Whilst we recognise that phone calls from guest rooms are not now part of a hotel’s revenue stream we believe the cost of offering wi-fi should be built into the bill.
It is noticeable that top end properties for the most part charge whilst those catering for a lesser markets often throw in wi-fi as part of the accommodation package.
With some hotel groups it has been the policy for some time to make wi-fi inclusive , for instance Radisson Blu.
For both the business traveller and holiday maker surfing the net is part of the travel experience. Some airports offer it for free, for example London City, and likewise a few railway stations, St Pancras (London) for instance. It is the norm now with coffee shops and fast food outlets.
A 2,000-person poll by Thistle Hotels found the average holidaymaker spends an hour each day on holiday catching up with friends and current affairs, online. BTN believes that this is also the case with business travellers and had Thistle asked that segment of the market they would have come up with similar figures. As a result, having to pay for wi-fi now ranks alongside traditional holiday grumbles such as rude hotel staff and rooms not being ready.
Brits have become so reliant on smartphones and tablets on holiday, that having to pay for wi-fi is now one of our top ‘holiday hates’. According to the study, one in 20 of us actually admit we would rather spend time online, than with our partners when away.
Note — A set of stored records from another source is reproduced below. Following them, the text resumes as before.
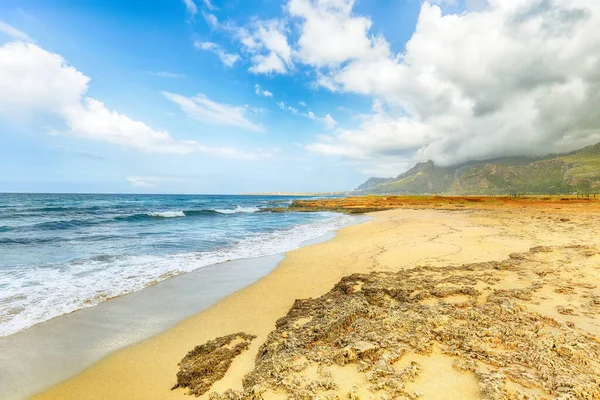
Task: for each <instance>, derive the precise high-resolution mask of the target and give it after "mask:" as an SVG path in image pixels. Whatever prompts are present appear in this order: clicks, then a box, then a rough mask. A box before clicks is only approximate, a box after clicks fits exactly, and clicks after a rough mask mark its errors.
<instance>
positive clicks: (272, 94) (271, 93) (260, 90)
mask: <svg viewBox="0 0 600 400" xmlns="http://www.w3.org/2000/svg"><path fill="white" fill-rule="evenodd" d="M254 93H256V95H257V96H264V97H271V98H273V93H271V92H269V91H268V90H262V89H261V88H260V85H259V84H258V83H257V84H256V85H254Z"/></svg>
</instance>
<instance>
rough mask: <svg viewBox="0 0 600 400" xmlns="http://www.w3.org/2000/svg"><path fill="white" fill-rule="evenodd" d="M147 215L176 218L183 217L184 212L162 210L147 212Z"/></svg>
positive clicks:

The research, which was undertaken to launch Thistle’s new faster free internet in all its UK hotels, uncovered the top five ‘holiday hates’ as being:
Rude hotel staff (69%)
Rooms not being ready (45%)
Paid-for wi-fi (38%)
Limited buffet / menu selection (37%)
Not being as close to holiday attractions as advertised (32%)
The survey also found that when booking a holiday, fast, free and reliable wi-fi is more important (51%), than having a swimming pool (49%), being close to local attractions (41%) and even having a TV in the room (37%).
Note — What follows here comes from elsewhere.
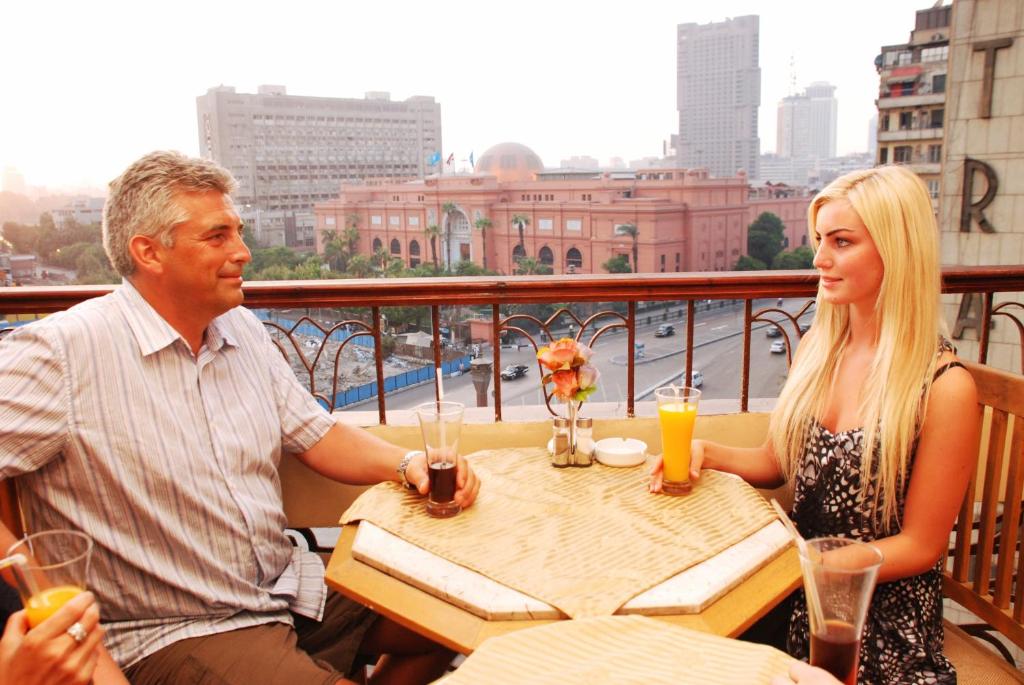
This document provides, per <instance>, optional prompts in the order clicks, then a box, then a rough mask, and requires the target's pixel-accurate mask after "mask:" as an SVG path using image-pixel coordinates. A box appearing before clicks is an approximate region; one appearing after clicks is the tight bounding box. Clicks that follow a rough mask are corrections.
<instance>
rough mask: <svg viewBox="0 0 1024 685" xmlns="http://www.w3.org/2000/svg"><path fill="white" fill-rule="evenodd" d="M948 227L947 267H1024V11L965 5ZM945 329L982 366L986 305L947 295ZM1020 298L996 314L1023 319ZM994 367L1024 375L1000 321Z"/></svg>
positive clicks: (950, 107)
mask: <svg viewBox="0 0 1024 685" xmlns="http://www.w3.org/2000/svg"><path fill="white" fill-rule="evenodd" d="M945 129H946V135H945V145H944V160H943V165H942V190H941V199H940V207H939V226H940V229H941V231H942V261H943V263H945V264H964V265H1011V264H1024V2H1021V1H1020V0H985V1H984V2H979V1H978V0H956V2H955V3H953V6H952V19H951V28H950V38H949V82H948V91H947V93H946V123H945ZM944 302H945V313H946V319H947V320H948V322H949V324H950V328H952V329H953V330H952V333H953V338H954V343H955V344H956V346H957V348H958V350H959V353H961V355H962V356H964V357H966V358H968V359H976V358H978V342H977V341H978V335H979V332H980V322H979V317H980V315H981V300H980V296H977V295H975V296H971V295H948V296H946V297H945V299H944ZM1012 302H1017V303H1022V302H1024V298H1022V296H1021V294H1020V293H1008V294H996V295H995V298H994V302H993V306H994V307H995V308H998V307H999V306H1000V305H1004V310H1005V311H1007V312H1010V313H1015V314H1016V315H1017V317H1018V319H1022V318H1024V315H1022V314H1024V307H1021V306H1018V305H1014V304H1010V303H1012ZM989 336H990V341H989V346H988V363H990V365H992V366H995V367H998V368H1000V369H1006V370H1008V371H1013V372H1016V373H1018V374H1019V373H1022V371H1024V370H1022V369H1021V341H1020V336H1019V334H1018V332H1017V328H1016V327H1015V326H1014V325H1013V323H1012V322H1011V320H1010V319H1009V318H1007V317H1005V316H995V317H994V318H993V328H992V329H991V331H990V332H989Z"/></svg>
Mike DeNoma, CEO of Thistle said: “It’s crazy to think that in 2014 hotel chains are still charging up to £20 a day for wi-fi. Our research shows that free, fast and reliable wi-fi is very important to holidaymakers, which is why we’ve partnered with BT Wi-Fi to upgrade our existing free internet access. No registrations, no limitations and no fine print, customers can now simply click and connect without fuss or fee; and most importantly they do not have to sign up to memberships or earn loyalty points.”
Business Travel News has to agree with Mr DeNoma. Even Ryanair, notorious for its add-ons, could not get in-flight pay wi-fi to work.
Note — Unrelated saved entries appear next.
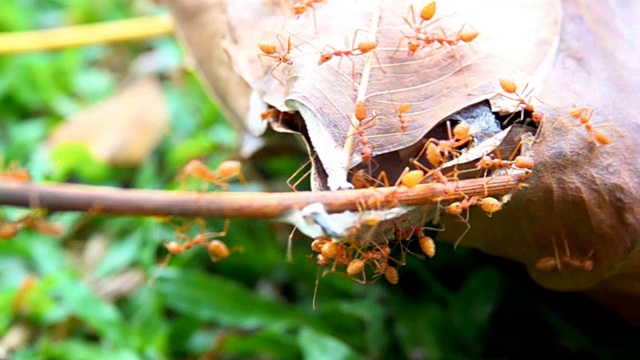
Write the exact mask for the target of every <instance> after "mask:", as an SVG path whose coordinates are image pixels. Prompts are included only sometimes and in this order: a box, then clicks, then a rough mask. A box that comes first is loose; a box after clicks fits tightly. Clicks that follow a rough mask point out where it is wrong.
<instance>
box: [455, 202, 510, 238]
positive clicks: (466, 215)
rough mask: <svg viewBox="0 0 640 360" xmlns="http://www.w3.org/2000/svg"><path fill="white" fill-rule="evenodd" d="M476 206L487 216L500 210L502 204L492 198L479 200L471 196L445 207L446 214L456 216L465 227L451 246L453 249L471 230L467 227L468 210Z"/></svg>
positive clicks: (468, 214)
mask: <svg viewBox="0 0 640 360" xmlns="http://www.w3.org/2000/svg"><path fill="white" fill-rule="evenodd" d="M476 205H477V206H479V207H480V209H482V210H483V211H484V212H485V213H487V215H489V216H491V215H493V214H494V213H496V212H498V211H500V210H502V202H500V201H499V200H497V199H495V198H492V197H485V198H481V197H477V196H472V197H470V198H466V199H463V200H462V201H456V202H453V203H451V204H449V205H448V206H447V207H445V211H446V212H447V213H449V214H451V215H456V216H458V217H459V218H460V219H462V221H464V223H465V225H466V226H467V229H466V230H465V231H464V232H463V233H462V235H460V237H459V238H458V239H457V240H456V242H455V243H454V244H453V247H454V248H456V247H457V246H458V244H459V243H460V241H462V238H463V237H464V236H465V235H466V234H467V232H469V230H470V229H471V226H470V225H469V209H470V208H471V207H472V206H476ZM465 210H466V212H467V215H466V217H464V218H463V217H462V212H463V211H465Z"/></svg>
BTN is winning the battle. We will not mention by names but some of London’s top 5-star hotels still insist on the extra charge, unless you are a member of their ‘club’. They will go the same way, the quicker the better. It is not a matter of cost but convenience.
Ryanair backed down when paying for the loo was suggested (we are told ‘in jest’). Chargeable wi-fi should be part of history, rather like paper airline tickets.